There are more details on installing local documentation in the source code pacakge in the doc/USERDOC file.

At any particular time, there are 3 Netpbm releases from which to choose:
Series name Bugs Features How to download
Super Stable Very few more than 3 years old Conventional source code tarball from Sourceforge
Stable Few 1/4 - 3 years old Subversion
Advanced Many up to 1/4 year old Subversion

Note that none of these releases we're talking about have any known bugs. The bugs are those that haven't been reported yet.

Downloading A Tarball

Get the tarball for the Super Stable release from Sourceforge.

This is a highly conventional Unix source code package. Use the conventional Unix program tar to unpack it. It is Gzipped.

The project does not distribute tarballs for the other release series.

You can get Sourceforge to make you a tarball of the current Development release. It is a rather quirky feature of browsing the code.

(Before 2013, there was a way to get a tarball of all the series, using a Sourceforge feature that generated it from the Subversion repository, but Sourceforge withdrew that service).

Downloading From Subversion

Downloading from Subversion is not a common way to get a release of software, but it is very easy. You need a Subversion client program to do it, but even that is not hard to get, and you may well find other uses for a Subversion client later.

Subversion is a source code control system (like git) -- a system designed for tracking changes to code as people develop it. Subversion is primarily intended to be used by developers, but works well as a release tool as well.

If you need a tarball of a Netpbm release, it is not hard to write a program to extract it from Subversion (use a Subversion export command) and generate the tarball from that.

The reason Netpbm uses this nontraditional method of distributing code is that it saves work for the Netpbm maintainer. In some cases, it shifts work from the maintainer to the user. In others, it actually eliminates work.

If you don't have Subversion installed on your system (type svn at a shell prompt to find out), see Getting Subversion for information on getting it.

The URL of the Netpbm Subversion repository is http://svn.code.sf.net/p/netpbm/code. So to download the current Stable release:


    svn checkout http://svn.code.sf.net/p/netpbm/code/stable netpbm

That puts the source tree in a directory called netpbm in your current directory.

To download the current Advanced release, replace "stable" with "advanced" in the above command.

Browsing

You can browse the source code one file at a time with Sourceforge's Subversion web access.

There is a misleading button in that facility labelled "Download Snapshot." at the right end of the title bar that is near the middle of the page. You might think that that downloads a snapshot of the part of the repository you are viewing, or maybe downloads a snapshot of the entire repository, but what it does is download a snapshot of the "trunk" directory regardless of what part of the repository you are viewing.

Pre-Built Distributions

There are a few distributions of Netpbm pre-built for particular kinds of systems. These are often called "binary" distributions. The "Netpbm maintainer" is the maintainer only of the source package, though. The pre-built packages are distributed independently from the Netpbm source package. They are typically based on a fairly downlevel Netpbm source package.
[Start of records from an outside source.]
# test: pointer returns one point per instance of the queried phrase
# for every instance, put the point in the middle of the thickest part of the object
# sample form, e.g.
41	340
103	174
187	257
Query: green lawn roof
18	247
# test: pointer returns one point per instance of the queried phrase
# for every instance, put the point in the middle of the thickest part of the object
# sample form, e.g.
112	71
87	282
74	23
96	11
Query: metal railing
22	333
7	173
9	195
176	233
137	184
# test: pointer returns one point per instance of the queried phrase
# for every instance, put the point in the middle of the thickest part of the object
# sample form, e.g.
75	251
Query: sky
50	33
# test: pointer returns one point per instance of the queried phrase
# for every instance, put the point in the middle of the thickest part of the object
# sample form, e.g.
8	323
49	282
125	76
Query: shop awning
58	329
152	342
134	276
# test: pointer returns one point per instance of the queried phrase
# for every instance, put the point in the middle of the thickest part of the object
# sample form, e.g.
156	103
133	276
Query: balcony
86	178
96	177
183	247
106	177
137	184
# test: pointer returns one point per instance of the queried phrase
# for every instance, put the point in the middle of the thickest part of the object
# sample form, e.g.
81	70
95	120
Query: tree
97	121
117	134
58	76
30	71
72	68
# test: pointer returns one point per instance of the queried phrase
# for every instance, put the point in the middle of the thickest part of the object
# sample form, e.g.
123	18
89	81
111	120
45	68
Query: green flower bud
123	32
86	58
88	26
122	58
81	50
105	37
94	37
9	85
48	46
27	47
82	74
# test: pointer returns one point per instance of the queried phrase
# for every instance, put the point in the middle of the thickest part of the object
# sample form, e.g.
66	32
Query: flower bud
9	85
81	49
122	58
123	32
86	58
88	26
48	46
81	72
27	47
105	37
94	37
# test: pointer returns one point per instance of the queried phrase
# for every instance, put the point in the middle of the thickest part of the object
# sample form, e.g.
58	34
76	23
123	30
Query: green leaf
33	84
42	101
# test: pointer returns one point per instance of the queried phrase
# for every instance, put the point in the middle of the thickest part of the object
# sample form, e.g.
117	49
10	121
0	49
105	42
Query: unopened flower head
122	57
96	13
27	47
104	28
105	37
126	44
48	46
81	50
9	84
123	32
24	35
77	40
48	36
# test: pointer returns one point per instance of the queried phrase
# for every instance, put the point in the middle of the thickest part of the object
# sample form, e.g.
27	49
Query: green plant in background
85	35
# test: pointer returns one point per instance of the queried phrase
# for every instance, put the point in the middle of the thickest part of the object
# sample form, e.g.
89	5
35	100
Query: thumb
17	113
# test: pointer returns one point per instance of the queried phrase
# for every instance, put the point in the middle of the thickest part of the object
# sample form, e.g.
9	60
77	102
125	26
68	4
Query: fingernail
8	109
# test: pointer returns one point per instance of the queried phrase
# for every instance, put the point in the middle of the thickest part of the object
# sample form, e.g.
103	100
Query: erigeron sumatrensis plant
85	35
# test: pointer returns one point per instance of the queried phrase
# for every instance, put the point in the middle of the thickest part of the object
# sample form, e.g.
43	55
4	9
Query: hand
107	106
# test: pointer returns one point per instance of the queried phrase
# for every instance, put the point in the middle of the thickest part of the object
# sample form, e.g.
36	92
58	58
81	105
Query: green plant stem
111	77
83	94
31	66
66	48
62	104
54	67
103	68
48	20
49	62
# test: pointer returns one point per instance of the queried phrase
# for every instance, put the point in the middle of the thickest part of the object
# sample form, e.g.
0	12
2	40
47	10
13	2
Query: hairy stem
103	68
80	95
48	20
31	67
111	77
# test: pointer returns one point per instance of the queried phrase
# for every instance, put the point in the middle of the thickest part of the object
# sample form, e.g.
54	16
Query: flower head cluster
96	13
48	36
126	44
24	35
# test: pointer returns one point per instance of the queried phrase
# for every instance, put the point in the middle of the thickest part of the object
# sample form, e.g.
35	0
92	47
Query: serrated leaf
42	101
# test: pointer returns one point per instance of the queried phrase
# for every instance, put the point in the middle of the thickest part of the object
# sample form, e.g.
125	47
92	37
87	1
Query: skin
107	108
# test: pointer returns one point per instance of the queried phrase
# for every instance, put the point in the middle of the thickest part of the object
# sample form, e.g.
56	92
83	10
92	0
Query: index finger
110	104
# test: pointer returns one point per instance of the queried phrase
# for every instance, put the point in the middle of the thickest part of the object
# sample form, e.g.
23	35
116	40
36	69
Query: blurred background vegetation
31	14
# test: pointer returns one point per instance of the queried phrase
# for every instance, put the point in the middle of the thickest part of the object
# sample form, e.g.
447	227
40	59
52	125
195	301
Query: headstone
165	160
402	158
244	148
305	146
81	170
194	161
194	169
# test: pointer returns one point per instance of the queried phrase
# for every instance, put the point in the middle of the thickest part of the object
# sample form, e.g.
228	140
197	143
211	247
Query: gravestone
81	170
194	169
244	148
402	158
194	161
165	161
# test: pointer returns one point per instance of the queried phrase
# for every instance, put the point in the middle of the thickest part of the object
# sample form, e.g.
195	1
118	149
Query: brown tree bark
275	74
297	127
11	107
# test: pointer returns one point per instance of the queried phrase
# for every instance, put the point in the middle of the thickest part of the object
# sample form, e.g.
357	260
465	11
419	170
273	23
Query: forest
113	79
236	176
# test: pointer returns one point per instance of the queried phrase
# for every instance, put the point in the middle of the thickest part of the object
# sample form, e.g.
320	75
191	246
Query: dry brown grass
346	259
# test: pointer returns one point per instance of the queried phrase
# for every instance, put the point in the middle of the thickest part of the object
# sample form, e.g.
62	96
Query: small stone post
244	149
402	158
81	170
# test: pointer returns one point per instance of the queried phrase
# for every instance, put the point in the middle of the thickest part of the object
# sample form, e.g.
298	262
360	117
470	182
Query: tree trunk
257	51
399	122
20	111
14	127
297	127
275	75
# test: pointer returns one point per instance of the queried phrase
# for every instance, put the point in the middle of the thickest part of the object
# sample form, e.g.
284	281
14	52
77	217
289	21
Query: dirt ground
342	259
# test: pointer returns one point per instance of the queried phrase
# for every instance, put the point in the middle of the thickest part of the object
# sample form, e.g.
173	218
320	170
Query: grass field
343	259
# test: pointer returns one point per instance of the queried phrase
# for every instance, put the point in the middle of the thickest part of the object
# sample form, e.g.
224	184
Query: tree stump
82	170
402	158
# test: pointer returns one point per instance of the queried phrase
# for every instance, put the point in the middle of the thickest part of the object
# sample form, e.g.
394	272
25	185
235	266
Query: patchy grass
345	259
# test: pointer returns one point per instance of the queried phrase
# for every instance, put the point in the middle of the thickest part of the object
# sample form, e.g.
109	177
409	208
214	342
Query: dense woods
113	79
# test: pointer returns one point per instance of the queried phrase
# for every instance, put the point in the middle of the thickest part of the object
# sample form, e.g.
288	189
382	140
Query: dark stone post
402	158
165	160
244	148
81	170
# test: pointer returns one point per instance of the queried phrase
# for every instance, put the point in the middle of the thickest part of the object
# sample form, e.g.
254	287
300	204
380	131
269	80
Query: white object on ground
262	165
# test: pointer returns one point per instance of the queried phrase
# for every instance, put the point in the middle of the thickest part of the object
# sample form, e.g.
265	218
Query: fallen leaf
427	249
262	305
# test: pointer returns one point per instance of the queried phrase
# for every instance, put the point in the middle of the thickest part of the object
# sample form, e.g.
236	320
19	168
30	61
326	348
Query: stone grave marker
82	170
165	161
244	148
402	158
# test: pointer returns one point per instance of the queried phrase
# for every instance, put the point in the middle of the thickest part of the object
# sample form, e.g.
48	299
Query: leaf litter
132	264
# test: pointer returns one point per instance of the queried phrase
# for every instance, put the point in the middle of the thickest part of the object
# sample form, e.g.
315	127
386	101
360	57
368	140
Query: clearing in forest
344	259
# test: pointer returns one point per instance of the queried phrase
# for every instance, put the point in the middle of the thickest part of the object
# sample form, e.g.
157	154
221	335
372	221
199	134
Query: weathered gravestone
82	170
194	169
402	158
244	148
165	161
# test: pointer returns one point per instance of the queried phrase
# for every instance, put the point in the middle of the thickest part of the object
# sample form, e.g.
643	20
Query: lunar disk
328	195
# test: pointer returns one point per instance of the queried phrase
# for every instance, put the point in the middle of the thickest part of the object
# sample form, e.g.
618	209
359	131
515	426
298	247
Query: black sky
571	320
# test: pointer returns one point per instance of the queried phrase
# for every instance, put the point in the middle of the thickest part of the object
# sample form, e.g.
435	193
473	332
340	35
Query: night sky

If you have built Netpbm for a common platform, consider making it available to others; Contact the Netpbm maintainer to get it listed here or to add it to the Netpbm Sourceforge project.

Here are pre-built distributions the Netpbm maintainer knows about:

Linux

Lots of "Linux distributions" include Netpbm at least optionally, so you can get it via the normal distribution system for the distribution.

But if you use Debian before Version 11 or Ubuntu 22, note that their Netpbm package is essentially Netpbm 9.25 from 2002, minus a bunch of unimportant programs. Also note that the Debian version numbering (in these old versions) is not consistent with Sourceforge Netpbm, so a program may appear to be from e.g. Sourceforge Netpbm 10.0, but is actually 9.25. In 2002, Debian decided for various reasons not to distribute regular Netpbm and instead created its own variation of it. That variation was too hard to update with ongoing development on the main branch of Netpbm, so no one did so until around 2017, with the result being included in Debian 11, which became Debian Stable in June 2023.